In other years, trying to pick out the best guy to come off the bench for the Tar Heels is a difficult chore. The squad usually goes pretty deep, and in some years the best players on the team don’t even start.
This season, though, from the outset it was pretty clear that the rotation of players was going to be small. Against Loyola, Hubert Davis only played eight people for ten minutes or more, and lest anyone think that was a mistake, it shrank to seven the next game against Brown. Hubert Davis, being a new coach installing a new system and navigating three transfers, pegged pretty early the guys he was going to start and then wanted them to play as much as possible.
Circumstances cut into that depth, too. Anthony Harris would suffer with academic issues which kept him from playing the second half of the year, and Dawson Garcia was struck by injury and illness before circumstances at home forced him to leave the team for good around the start of 2022. Multiple times Carolina would look good with the starters on the floor, but the moment people would start to rotate in, the team would sag greatly.
Then Puff Johnson became healthy enough to play.
The sophomore has been struck by his own bad luck with injuries that put him behind the rest of the team, and as such he didn’t play for the first time until January 15th against Georgia Tech. For the next twelve games, Johnson would see spot duty here and there, mostly in blowouts one way or the other, but he kept trying to take advantage of the minutes he got.
On February 21st against Louisville, Johnson would play a crucial 13 minutes, his first time with double digit minutes in a close game, and while the box score only showed him with two points, it was clear that he showed enough to Hubert Davis that he quickly became the first option off the bench. It was a good thing, too, as the next game in Raleigh saw Leaky Black get injured, and all of a sudden Puff played a season high 29 minutes. He scored 16 points while making two of his four three point attempts, and only trailed Armando Bacot for the lead in scoring, while matching Brady Manek and Caleb Love.
The legend of the Iron Five grew in Durham as all five starters never left the floor in the second half, but part of the reason Davis was able to do this was Puff coming in for five minutes in the first half. He was a lightening bolt of energy, and yet somehow he always would do the job asked of him. By the time the tournament came around, Davis was able to use Puff as his only sub, using him and Leaky Black to help rotate all but RJ Davis onto the bench.
Who was it that sprinted on the court when Armando Bacot first sprained his ankle against Duke? Johnson, who made his mark by calmly nailing his two free throws while Bacot stood at the scorer’s table saying “eff it” about how much pain he was in. The next game against Kansas, he was on his way to playing his second most minutes in a game when the hobbled Bacot ultimately sprained his ankle again, but before that moment embodied the spirit of the team as he played until being punched in the stomach, dry heaving on the court.

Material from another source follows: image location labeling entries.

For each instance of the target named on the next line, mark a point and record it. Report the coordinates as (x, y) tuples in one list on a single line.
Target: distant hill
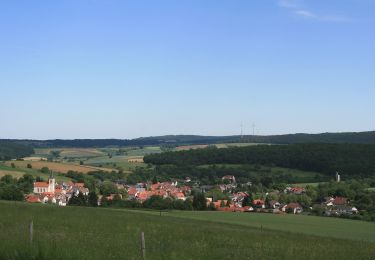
[(12, 150), (351, 137)]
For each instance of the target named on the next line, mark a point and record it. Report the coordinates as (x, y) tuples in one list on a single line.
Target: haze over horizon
[(128, 69)]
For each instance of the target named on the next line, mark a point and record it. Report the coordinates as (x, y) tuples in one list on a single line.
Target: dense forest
[(349, 159), (12, 150), (360, 138)]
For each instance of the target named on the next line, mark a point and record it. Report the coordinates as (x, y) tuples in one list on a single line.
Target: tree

He would still score eleven points, going 5-9 from the floor, and keeping the Heels in a position to tie at the end.
Johnson knew his role, played it well, and made the most of his minutes when he was called on. The way he was able to quickly catch on despite being behind and becoming the trusted sub bodes well for the rest of his career at UNC, as Davis has shown he will ride the players he trusts. Depending on who stays and comes in next year, it’s likely Johnson won’t be a two-time winner of this award as he’ll move up into the 2023 version of the Iron Five.
For this year, though, Puff is the easy choice for this award. Congrats on being the Sixth Man of the Year!